Les cadrants qui sont directement au nord, ont le sud par-derrière. Ainsi il ne faut, pour avoir un cadran au nord, que tracer un cadran au sud, et le retournant de l'autre côté, en omettant les heures inutiles entre 5 et 7, et entre 4 et 8 ; seulement il faut observer que le stîle doit être incliné de bas en haut, et tourner sa pointe vers le pôle du nord. Voyez CADRAN. (O)

PREMIER, (Critique sacrée) primus, ; ce mot signifie dans l'Ecriture, le premier à l'égard du temps, I. Reg. 22. 9. Il dénote 2°. celui qui donne l'exemple aux autres : manus etiam magistrorum fuit in hac primâ transgressione, I. Esdras, ix. 2. les magistrats donnaient les premiers le mauvais exemple. 3°. Ce qui est le plus éminent en prix : sume aromata primae myrrhae, Exode xxx. 33. prenez des parfums de la myrrhe la plus excellente. 4°. Pour l'ordre et le rang : voici le nom des douze Apôtres ; le premier est Simon, Mat. Xe 12. est mis ici pour , le premier, non en dignité, mais en ordre, en rang, qui est vraisemblablement fondé sur l'âge ou sur la vocation. C'est ainsi qu'il est dit dans l'Ecclésiastesiastique, cessez le premier de manger, prior, comme l'a rendu l'interprete latin. 5°. Premier, signifie le principal, le plus grand, I. Tim. j. 15. Il veut dire aussi premièrement ; Alexander qui primus regnavit in Graeciâ, I. Marc. j. 1. Alexandre qui regna premièrement dans la Grèce. 6°. Il se prend encore pour avant que : haec descriptio prima facta est à praeside Syriae Cyrino, Luc IIe 2. ce dénombrement se fit avant que Cyrénus fût gouverneur de Syrie ; car on sait certainement qu'il ne l'était point sous le règne d'Hérode. (D.J.)
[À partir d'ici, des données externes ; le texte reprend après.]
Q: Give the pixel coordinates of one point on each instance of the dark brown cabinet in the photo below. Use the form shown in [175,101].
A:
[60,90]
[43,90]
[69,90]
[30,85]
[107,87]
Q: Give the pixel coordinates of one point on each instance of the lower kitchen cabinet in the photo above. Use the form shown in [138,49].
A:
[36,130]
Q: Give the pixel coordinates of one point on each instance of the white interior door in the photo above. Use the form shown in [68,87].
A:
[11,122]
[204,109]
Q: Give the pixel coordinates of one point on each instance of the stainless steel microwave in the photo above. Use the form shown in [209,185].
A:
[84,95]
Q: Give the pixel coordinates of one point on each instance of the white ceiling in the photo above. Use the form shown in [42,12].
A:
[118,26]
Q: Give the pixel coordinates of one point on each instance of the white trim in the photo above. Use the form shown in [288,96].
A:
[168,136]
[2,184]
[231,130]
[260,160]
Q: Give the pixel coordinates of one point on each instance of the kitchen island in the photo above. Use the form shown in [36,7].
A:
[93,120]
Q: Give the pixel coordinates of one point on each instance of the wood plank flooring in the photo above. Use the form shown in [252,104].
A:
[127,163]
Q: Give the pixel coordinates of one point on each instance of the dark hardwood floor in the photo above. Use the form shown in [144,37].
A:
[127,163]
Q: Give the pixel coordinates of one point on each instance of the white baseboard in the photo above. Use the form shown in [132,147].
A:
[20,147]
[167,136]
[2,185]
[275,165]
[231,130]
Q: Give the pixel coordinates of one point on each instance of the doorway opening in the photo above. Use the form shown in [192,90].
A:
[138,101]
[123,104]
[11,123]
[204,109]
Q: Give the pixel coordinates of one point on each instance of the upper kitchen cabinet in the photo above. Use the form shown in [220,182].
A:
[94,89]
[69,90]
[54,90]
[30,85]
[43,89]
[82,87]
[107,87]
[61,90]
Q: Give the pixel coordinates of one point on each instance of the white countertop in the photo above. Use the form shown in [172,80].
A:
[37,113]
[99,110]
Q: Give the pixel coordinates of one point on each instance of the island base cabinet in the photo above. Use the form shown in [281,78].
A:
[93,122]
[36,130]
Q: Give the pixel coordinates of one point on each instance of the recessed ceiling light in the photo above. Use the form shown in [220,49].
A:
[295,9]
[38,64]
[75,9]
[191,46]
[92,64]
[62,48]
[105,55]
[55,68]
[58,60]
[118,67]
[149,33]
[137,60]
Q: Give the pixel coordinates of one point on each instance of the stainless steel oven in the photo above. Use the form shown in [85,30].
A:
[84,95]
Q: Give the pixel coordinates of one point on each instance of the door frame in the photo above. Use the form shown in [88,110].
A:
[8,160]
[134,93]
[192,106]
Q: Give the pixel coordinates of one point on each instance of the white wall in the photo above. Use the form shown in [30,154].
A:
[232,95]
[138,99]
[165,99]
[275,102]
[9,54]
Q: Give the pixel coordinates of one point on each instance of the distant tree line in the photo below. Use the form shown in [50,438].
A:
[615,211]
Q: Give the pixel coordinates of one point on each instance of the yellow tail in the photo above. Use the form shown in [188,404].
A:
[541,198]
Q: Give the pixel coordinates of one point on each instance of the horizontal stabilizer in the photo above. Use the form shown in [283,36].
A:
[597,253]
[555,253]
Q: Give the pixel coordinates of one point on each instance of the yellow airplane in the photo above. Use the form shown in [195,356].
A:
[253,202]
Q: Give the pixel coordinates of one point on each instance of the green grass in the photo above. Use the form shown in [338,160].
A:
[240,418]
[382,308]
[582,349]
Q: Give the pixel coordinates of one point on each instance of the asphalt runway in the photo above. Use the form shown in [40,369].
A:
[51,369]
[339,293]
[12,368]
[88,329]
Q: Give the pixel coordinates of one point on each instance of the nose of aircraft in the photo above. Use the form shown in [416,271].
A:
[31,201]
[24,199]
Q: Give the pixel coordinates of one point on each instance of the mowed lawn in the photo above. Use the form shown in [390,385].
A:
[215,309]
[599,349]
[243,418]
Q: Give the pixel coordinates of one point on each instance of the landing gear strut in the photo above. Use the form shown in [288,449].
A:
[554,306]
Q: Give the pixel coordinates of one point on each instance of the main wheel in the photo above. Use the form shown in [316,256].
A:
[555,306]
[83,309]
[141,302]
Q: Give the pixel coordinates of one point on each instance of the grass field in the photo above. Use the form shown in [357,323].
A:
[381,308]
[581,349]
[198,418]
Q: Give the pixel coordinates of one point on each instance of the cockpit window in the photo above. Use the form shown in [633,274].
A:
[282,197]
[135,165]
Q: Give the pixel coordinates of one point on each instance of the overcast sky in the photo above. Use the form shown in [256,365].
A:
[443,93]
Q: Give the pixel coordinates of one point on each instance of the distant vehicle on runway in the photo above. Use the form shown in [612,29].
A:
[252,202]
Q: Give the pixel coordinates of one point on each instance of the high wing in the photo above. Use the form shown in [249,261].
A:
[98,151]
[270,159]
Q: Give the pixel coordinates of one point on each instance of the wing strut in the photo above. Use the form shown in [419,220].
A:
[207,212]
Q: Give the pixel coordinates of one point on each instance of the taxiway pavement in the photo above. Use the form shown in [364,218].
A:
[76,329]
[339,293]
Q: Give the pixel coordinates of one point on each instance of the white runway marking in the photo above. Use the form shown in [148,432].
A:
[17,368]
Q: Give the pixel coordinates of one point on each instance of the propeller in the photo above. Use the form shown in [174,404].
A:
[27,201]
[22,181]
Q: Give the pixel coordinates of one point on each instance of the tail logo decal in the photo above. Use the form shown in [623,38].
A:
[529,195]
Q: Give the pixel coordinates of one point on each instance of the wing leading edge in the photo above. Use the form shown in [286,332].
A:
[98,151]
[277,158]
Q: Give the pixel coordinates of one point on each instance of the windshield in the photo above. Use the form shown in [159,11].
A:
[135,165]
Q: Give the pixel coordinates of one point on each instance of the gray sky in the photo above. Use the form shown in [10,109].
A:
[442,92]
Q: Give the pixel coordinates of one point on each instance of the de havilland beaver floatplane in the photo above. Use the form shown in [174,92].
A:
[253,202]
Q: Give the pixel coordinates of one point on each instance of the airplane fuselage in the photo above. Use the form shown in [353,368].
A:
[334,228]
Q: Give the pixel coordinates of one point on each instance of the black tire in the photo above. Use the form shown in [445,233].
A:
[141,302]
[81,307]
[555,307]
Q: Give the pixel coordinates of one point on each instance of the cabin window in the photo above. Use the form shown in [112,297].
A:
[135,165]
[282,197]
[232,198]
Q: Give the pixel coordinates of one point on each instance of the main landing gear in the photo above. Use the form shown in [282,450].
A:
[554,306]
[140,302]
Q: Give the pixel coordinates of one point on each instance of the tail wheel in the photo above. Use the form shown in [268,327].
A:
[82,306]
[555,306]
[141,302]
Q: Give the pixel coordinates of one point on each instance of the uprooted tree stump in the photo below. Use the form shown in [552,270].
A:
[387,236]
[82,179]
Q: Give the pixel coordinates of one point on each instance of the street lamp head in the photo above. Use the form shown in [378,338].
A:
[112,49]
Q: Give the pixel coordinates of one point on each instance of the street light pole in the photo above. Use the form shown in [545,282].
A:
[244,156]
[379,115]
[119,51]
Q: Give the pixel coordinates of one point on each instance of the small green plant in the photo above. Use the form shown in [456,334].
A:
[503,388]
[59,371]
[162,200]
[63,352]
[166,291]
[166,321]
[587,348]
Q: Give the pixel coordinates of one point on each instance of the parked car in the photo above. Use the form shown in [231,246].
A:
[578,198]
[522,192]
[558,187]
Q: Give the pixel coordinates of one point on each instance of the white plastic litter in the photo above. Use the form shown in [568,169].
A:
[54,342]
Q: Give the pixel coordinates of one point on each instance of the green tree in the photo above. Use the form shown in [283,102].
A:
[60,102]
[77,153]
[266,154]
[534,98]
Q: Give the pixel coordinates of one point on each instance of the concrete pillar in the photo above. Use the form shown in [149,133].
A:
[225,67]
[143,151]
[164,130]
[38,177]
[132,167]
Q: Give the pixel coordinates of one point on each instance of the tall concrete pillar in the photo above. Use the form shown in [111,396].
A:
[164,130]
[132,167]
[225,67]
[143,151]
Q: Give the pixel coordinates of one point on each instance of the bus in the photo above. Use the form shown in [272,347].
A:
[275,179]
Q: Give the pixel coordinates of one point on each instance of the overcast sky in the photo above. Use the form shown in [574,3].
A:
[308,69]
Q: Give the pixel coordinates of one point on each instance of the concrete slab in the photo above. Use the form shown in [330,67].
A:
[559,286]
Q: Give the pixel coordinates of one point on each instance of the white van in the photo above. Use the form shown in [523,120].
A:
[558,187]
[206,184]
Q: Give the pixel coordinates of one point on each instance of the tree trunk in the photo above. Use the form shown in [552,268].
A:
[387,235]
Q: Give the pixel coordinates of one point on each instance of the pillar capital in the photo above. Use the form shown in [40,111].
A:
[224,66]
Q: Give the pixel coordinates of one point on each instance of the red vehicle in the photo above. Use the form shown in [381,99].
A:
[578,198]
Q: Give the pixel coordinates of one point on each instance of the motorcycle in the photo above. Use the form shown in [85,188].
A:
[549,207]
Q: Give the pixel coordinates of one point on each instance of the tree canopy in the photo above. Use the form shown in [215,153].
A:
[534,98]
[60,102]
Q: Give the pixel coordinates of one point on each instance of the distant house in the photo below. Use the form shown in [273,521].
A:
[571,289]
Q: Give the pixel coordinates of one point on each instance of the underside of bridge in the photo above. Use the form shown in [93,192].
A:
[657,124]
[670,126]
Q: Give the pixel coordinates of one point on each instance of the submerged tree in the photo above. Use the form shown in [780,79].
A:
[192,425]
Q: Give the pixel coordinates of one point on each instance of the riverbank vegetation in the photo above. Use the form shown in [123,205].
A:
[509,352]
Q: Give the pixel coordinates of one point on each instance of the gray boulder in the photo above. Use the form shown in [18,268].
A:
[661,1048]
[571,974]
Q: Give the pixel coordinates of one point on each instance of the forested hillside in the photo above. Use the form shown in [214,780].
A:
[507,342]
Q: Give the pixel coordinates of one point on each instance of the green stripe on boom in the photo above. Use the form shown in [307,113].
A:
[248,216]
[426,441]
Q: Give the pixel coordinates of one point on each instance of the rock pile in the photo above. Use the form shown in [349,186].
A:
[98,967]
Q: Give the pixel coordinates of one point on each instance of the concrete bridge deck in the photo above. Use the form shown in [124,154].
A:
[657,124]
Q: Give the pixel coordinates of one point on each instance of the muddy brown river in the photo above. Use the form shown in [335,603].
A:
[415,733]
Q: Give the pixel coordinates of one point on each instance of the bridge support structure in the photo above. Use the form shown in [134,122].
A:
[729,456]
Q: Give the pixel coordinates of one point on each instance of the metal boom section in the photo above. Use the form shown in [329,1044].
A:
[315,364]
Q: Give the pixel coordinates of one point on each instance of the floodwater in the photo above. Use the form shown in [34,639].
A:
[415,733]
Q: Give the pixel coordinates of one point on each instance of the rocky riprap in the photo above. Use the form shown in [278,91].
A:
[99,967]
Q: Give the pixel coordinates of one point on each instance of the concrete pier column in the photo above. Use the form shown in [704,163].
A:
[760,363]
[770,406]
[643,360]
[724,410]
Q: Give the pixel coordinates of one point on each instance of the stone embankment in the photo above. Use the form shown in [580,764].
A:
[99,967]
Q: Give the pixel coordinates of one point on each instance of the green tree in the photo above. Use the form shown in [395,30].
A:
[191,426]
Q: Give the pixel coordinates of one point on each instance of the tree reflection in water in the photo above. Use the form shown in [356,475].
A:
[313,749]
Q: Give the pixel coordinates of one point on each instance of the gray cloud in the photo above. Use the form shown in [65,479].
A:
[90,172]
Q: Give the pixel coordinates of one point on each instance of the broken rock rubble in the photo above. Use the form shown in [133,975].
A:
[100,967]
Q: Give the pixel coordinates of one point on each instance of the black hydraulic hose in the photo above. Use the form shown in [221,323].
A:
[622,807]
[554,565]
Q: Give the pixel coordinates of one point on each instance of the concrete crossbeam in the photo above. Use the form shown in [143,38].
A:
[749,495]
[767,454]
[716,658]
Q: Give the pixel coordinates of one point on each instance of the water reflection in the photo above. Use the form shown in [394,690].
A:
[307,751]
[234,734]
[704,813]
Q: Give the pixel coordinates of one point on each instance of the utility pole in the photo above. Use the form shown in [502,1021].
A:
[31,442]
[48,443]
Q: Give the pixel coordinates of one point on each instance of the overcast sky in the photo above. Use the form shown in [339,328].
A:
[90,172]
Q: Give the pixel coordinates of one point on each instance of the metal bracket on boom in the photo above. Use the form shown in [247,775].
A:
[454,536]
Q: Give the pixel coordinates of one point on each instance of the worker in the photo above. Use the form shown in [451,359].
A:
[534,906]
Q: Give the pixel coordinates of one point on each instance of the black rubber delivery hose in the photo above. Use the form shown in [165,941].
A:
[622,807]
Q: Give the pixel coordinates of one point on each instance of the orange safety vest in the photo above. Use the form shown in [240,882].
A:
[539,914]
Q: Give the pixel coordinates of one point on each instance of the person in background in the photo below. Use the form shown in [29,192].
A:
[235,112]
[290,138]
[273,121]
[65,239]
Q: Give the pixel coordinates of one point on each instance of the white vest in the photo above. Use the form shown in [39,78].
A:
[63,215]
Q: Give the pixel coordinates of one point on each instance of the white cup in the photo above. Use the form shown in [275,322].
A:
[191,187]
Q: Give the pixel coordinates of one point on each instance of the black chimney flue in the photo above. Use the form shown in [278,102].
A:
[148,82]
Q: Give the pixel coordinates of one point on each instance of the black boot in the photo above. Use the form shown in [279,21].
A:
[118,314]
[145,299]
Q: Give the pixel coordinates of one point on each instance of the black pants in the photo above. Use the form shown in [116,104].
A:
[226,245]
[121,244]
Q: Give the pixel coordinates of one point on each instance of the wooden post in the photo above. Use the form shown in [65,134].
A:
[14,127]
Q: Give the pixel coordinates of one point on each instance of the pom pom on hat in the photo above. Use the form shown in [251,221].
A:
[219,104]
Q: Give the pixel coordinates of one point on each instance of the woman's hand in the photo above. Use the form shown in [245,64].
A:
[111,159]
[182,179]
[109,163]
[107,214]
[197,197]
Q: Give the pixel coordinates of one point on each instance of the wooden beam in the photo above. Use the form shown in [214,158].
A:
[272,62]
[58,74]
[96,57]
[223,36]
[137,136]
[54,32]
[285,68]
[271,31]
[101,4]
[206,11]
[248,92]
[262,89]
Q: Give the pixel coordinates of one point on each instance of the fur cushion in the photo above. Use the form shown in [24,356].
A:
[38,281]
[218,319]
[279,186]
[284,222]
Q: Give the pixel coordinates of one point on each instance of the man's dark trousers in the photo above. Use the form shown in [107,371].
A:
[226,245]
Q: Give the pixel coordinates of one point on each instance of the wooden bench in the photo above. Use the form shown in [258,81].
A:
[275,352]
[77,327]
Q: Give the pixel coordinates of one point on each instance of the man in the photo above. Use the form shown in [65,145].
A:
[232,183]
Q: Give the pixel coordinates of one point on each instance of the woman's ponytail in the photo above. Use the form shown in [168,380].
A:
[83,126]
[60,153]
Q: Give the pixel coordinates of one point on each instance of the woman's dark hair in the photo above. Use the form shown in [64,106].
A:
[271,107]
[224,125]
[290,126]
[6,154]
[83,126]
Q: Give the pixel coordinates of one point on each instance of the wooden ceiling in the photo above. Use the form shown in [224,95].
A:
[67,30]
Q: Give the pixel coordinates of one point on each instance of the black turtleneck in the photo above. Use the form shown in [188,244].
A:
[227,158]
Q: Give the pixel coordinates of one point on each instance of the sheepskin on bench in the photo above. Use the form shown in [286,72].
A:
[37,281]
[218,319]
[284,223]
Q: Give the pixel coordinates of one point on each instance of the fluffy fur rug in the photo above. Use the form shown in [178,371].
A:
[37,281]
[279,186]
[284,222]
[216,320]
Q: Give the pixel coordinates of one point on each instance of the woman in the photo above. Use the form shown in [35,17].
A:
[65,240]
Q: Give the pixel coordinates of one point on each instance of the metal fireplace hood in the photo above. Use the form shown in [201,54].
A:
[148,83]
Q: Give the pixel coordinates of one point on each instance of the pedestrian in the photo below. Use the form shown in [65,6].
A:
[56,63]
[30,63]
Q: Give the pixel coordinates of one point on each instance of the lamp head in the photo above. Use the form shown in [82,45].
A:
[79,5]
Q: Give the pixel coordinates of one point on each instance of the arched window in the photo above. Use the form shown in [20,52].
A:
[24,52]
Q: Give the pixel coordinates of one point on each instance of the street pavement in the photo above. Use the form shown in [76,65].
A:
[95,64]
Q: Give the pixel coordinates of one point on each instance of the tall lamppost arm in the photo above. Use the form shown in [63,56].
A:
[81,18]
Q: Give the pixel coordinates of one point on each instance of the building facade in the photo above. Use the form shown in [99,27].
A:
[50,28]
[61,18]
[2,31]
PREMIER, primus, (Histoire moderne) se dit de ce qui n'est précédé d'aucun autre en ordre, en dignité ou en degré parmi différentes choses de la même espèce, ou d'une espèce semblable.

Ainsi l'on dit premier ministre, premier mobile, le premier maréchal de France, le premier capitaine d'un régiment.

Premier se dit aussi de celui qui précède d'autres êtres de la même espèce, mais qui n'ont pas existé en même temps. Ainsi nous disons que Jules-César fut le premier des empereurs romains. Guillaume le conquérant le premier des rois normands.

Premier se dit aussi quelquefois par ordre de priorité, seulement sans marquer de prééminence ; on dit en ce sens que l'électeur de Mayence est le premier des électeurs, qui sont au reste fort indépendants de lui. C'est ce qu'on appelle premier entre égaux, primus inter pares.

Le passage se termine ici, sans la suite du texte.